Before we talk about the dataflow block, let us first introduce the concept of **pure** and
**side-effect**. A function is **pure** or **side-effect free** if:

- it only reads from its inputs and returns the result via its output
- it will not change other parts of the program (such as incrementing a global counter).

For example, all ``R.call_tir`` functions are pure functions, as they only read from their inputs
and write the output to another new allocated tensor. However, the **inplace operations** are not
pure functions, in other words, they are side-effect functions, because they will change the existing
intermediate or input tensors.

A dataflow block is a way for us to mark the computational graph regions of the program.
Specifically, within a dataflow block, all the operations need to be **side-effect free**.
Outside a dataflow block, the operations can contain side-effect.

.. note::

    A common question that arises is why we need to manually mark dataflow blocks instead of
    automatically inferring them. There are two main reasons for this approach:

    - Automatic inference of dataflow blocks can be challenging and imprecise, particularly
      when dealing with calls to packed functions (such as cuBLAS integrations).

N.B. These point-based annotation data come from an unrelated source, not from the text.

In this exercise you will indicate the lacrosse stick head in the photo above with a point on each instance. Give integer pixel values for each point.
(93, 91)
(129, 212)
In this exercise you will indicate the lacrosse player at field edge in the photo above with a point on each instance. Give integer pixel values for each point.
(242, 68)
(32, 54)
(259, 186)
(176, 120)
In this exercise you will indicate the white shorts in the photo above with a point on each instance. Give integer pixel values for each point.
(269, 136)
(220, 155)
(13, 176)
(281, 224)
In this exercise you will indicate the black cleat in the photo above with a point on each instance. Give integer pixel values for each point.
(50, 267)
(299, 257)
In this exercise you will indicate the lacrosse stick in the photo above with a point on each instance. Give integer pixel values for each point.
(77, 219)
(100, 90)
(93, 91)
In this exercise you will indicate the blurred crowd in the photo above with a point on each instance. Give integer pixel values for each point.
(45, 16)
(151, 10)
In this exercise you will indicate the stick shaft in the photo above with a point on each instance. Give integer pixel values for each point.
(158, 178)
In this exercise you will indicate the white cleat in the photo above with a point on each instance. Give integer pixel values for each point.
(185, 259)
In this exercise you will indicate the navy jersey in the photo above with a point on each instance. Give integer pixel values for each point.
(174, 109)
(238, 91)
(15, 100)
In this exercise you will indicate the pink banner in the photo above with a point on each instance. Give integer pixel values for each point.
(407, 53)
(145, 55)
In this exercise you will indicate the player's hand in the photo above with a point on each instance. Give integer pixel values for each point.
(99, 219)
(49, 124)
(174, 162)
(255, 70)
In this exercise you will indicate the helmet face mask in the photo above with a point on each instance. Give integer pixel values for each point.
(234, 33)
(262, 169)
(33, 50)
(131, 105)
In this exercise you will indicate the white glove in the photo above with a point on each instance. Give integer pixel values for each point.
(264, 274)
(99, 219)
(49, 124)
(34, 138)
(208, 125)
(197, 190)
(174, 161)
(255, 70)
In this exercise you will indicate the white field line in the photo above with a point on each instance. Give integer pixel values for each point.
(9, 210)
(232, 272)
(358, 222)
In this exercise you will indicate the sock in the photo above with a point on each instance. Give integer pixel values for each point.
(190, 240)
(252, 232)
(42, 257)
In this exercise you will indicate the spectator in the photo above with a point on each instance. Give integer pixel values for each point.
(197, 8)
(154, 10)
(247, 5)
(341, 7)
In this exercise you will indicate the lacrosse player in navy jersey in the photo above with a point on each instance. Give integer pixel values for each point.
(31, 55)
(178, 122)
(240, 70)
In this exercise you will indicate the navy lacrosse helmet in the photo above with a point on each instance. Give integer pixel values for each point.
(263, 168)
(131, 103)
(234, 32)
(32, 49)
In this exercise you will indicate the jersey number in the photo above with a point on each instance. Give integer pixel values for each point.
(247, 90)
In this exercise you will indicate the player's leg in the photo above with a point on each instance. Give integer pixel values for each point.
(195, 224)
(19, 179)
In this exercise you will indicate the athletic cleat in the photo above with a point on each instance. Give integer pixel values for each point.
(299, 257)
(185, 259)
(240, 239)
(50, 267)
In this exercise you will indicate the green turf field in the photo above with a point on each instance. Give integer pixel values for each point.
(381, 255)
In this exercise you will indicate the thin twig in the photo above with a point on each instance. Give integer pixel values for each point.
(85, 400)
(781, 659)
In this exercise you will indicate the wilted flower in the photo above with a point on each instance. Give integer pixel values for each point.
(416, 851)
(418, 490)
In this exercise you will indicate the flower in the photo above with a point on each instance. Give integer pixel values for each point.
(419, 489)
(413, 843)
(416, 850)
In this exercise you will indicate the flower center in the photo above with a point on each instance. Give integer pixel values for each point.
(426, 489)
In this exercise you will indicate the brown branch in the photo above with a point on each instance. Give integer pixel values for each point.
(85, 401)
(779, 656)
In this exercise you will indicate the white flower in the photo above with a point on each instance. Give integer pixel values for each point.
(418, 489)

By manually
      marking dataflow blocks, we enable the compiler to accurately understand and optimize
      the program's dataflow.
    - Many optimizations can only be applied within dataflow blocks. For instance, fusion
      optimization is limited to operations within a single dataflow block. If the compiler
      were to incorrectly infer dataflow boundaries, it might miss crucial optimization
      opportunities, potentially impacting the program's performance.

By allowing manual marking of dataflow blocks, we ensure that the compiler has the most
accurate information to work with, leading to more effective optimizations.